La mirada compasiva del narrador se guarda para los despojados de la historia y, perdonadme la ampulosidad, de la Historia. Los que quedan al margen del pelotazo turístico, los emigrantes, los pequeños delincuentes que reciben todos los palos. Aquellos pobres que, como decía Kafka, siempre corren con todos los gastos de la Historia.

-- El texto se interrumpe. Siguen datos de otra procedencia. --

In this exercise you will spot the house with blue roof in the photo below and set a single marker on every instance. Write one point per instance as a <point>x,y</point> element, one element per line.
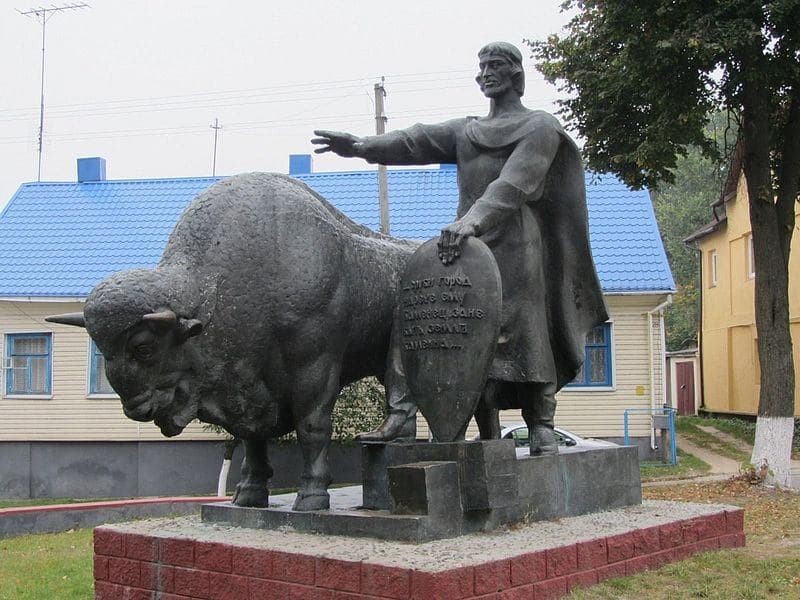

Ni siquiera es condescendiente consigo mismo ni con sus amigos:

Habían pasado los años y me vi en aquella pineda con López y Quílez, llevaba viéndome toda la noche, y me encontré con el bachiller sin acabar, sin dinero y sin porvenir; sin papá supermán, ni opciones de soñar

Sin embargo, hay un personaje, Lucía Xerinacs, al que el autor dota de toda serie de cualidades positivas: belleza, bondad, inocencia. Una rara luz en la negrura del arribismo o la marginación. Me pregunto si su contrapunto, más que en toda esa serie de personajes inmorales y corruptos de la novela no está, dentro de la ficción, en su amiga Silvia, otra forma de inocencia. Una inocencia simétrica, especular a la de Lucía. Si la inocencia de Lucía es auténtica, genuina, la de Silvia es la del que no quiere hacer nada definitivamente malo, pero va rompiendo toda la cacharrería al andar, a la manera de los protagonistas de Elisabeth Sanxay Holding, por ejemplo la inefable ama de casa de La pared vacía que va ocultando cadáveres para proteger a su entrañable papá. Aunque Silvia ha perdido la virginidad moral, a diferencia de la protagonista de Sanxay Holding, participan de la misma inconsciencia culpable.

Esta dualidad moral, creo yo, marca toda la novela, da profundidad, ensancha un desenlace que vamos sospechando y que, de otra manera, podría haber resultado previsible.

Y, al fin, el aprendizaje habrá concluido cuando, en las páginas finales, el narrador asuma que no podrá ser en la vida más que escritor.

- Que me va a costar dos huevos ganarme la vida como escritor, pero no me queda otra -aclararé
... y yo, a solas conmigo mismo, sentiré que viajo en un tren para el cadalso y saldré a la calle a perder la vista en el cielo. Y puede que allí empiece todo: al recordar una mañana de martes en la que me estaba fumando un porro con López y Quílez, en la esquina de la ferretería, y contuvimos el humo y agitamos las manos, tratando de paliar el olor del canuto al ver al comandante vestido de paisano

Si algo hay que subrayar de esta novela es su voluntad de estilo. Hay que agradecerle a Jordi Ledesma que no sólo nos cuente una gran historia, sino que lo haga cuidando la forma. La prioridad de Ledesma es hacer literatura. Que su novela pueda encuadrarse en el género negro es algo puramente circunstancial. La trabajada estructura envolvente, el lenguaje adecuado a los personajes, pero nunca vulgar, las descripciones del pueblo, en fin, todo el trabajo estilístico da sus frutos en una muy buena novela que nos hace aguardar esperanzadamente la próxima obra de Jordi Ledesma.